Grande Hotel, Beira, Mozambique, 2008
©Guy Tillim. Courtesy of STEVENSON, Cape Town and Johannesburg.

City Hall, Lubumbashi, DR Congo, 2007
©Guy Tillim. Courtesy of STEVENSON, Cape Town and Johannesburg.

In this way, Tillim pays tribute to South Africa: The Structure of Things Then, South African photographer David Goldblatt’s watershed 1998 series, while also marking his distance from the older man’s work. Shot in the closing decade of apartheid, Goldblatt’s Structures, his last great black-and-white magnum opus, , explores how the ethos and mores of a people manifest through what and how they build. And it probes how these buildings articulate rival claims of belonging to the land. Goldblatt’s project was, in his words, a “grappling with the weight and meaning of structures,”(3)  which played out through an investigation of how abstract and immaterial forces of politics and ethics shape physical structures such as monuments, architecture and the built landscape. Images of domineering Afrikaner churches thrusting into space provide a foil for the delicate, transitory incursions of more ephemeral spiritual gatherings: in both cases, Goldblatt excavates, as he puts it: “the choices and accretions of our history…there to be read in the geology of South Africa’s structures.” (4)

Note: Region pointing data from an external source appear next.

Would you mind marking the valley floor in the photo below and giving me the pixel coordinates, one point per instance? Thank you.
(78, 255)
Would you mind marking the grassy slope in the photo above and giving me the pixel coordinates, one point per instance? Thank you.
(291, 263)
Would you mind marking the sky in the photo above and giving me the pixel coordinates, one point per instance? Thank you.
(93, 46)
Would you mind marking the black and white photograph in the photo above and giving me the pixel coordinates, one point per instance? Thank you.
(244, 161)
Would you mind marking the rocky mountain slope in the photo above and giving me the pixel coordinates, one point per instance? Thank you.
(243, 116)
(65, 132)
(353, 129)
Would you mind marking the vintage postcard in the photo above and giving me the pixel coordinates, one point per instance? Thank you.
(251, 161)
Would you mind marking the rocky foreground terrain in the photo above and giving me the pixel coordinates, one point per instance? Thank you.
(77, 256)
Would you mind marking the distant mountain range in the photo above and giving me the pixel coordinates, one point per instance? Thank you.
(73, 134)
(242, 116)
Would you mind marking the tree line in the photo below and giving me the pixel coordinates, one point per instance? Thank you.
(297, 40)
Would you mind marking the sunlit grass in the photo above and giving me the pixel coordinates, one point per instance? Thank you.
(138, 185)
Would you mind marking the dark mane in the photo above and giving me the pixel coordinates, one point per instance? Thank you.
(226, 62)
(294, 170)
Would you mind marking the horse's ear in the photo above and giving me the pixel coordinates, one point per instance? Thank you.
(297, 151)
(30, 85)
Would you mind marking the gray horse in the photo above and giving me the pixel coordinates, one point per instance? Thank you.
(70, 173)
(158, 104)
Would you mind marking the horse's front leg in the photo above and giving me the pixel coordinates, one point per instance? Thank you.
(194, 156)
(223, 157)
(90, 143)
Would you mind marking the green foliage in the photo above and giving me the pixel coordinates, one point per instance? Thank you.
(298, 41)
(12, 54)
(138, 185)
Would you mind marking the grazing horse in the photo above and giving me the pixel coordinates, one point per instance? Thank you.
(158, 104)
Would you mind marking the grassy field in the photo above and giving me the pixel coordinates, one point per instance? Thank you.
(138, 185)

To be sure, Tillim’s parallel focus on architectural structures, landmarks and monuments in Avenue Patrice Lumumba nods to Goldblatt’s guiding premise in Structures, as does his comment that: “Patrice Lumumba’s dream, his nationalism, is discernible in the structures, if one reads certain clues, as is the death of his dream, in these de facto monuments.”(5)  While both photographers read the built landscape for the values and histories of the people that reside there, Tillim’s project departs from Goldblatt’s in the kind of traces he seeks. Tillim’s systems and structures are not merely elliptical, they are flatly amoral, and seem deeply resistant to the kind of evidentiary function to which Goldblatt marshals them. Ultimately Tillim’s photographs lack the secure moral compass that underpinned Goldblatt’s.

David Goldblatt, Dutch Reformed Church. Quelerina, Johannesburg, Transvaal. 3 November 1986. Courtesy of the artist and Goodman Gallery.

David Goldblatt, The Jerusalem Apostolic Church in Zion. Melrose Bird Sanctuary, Johannesburg, Transvaal. 31 December 1987. Courtesy of the artist and Goodman Gallery.

Presented in this slipstream of withdrawal, the photographs of Avenue Patrice Lumumba tend to turn in on themselves to reveal the instability of our own readings. Take High School, Athénée Royal, Lubumbashi, Democratic Republic of the Congo (2007), where a group of nattily dressed teens chat in front of a hulking edifice, a concrete monster of a school with zigzagged teeth for windows. In such an image, Tillim scrapes away at the stereotypes of the postcolonial African city, mining the cryptic silence of peeling time to pose questions about the assumptions we make about blown-out school windows like this; or decrepit buildings; or fallen monuments. Ruins in the making rise before us throughout this series, but they are hardly picturesque. Rather, they present as defiant: spectral lesions of past conflicts among which the living circulate. And if the source of the wreckage is left provocatively open, so too are judgments about the persistence of these scars in the city. Indeed, whether this dilapidated school – and other structures of the series – gesture to the decay of the present or the final withering of the colonial past; whether they reveal the failed utopianism of the 1960s or the repetition of violent histories remains uncomfortably ambiguous.

Athénée Royal High School, Lubumbashi, DR Congo, 2007
©Guy Tillim. Courtesy of STEVENSON, Cape Town and Johannesburg.